Lux Tenebris - tome 2
EXTRAIT
D’épais nuages cachaient la lune et les étoiles. Un maléfice sombre et très ancien donnait corps aux éléments. L’air glacial n’avait rien de naturel. Tel un gardien implacable, il fondait sur les âmes ayant eu le malheur de se perdre dans les plaines ensablées de Kordùne. Région maudite depuis des siècles, l’immense désert s’étendait au nord-est de Vahusendov. Presque rien ne pouvait subsister sur ce sable sinistre. La journée, le soleil écrasant brûlait tout sur son passage alors qu'à la nuit tombée, un froid polaire s’abattait brutalement. Le sol, autrefois fertile, n’était plus qu’un tombeau à ciel ouvert. Personne ne se souvenait de la jungle luxuriante et de ses tribus héroïques.
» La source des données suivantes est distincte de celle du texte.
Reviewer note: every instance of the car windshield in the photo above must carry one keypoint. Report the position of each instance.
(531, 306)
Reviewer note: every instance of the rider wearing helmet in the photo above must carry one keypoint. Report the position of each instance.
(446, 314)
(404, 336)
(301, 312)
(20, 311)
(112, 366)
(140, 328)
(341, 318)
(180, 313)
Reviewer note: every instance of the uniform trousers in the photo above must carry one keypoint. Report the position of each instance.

Tout comme les dunes avaient enfoui leur civilisation, le temps avait annihilé jusqu’à leurs existences. Aucun être vivant ne se risquait sur ces terres désolées. Pas de sa propre volonté.
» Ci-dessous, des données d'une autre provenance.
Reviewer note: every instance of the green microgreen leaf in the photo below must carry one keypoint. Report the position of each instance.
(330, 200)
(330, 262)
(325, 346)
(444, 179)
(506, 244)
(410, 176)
Pourtant, depuis plusieurs lunes, une activité inquiétante troublait le silence maudit du désert. Un fouet claqua dans la nuit sinistre. Les geôliers braquaient leurs lampes torches sur des esclaves épuisés. Dans la lumière blafarde se dessinaient d’étranges silhouettes bipèdes. Recouverts d’une fourrure dense, leurs corps se dressaient sur leurs pattes arrière. Ils ressemblaient plus à des félins qu’aux autres peuples de Vahusendov. Suivant les ordres brutaux des gardes chaudement vêtus, les créatures creusaient profondément dans le sable. Par endroits, les pierres d’un édifice archaïque commençaient à apparaître.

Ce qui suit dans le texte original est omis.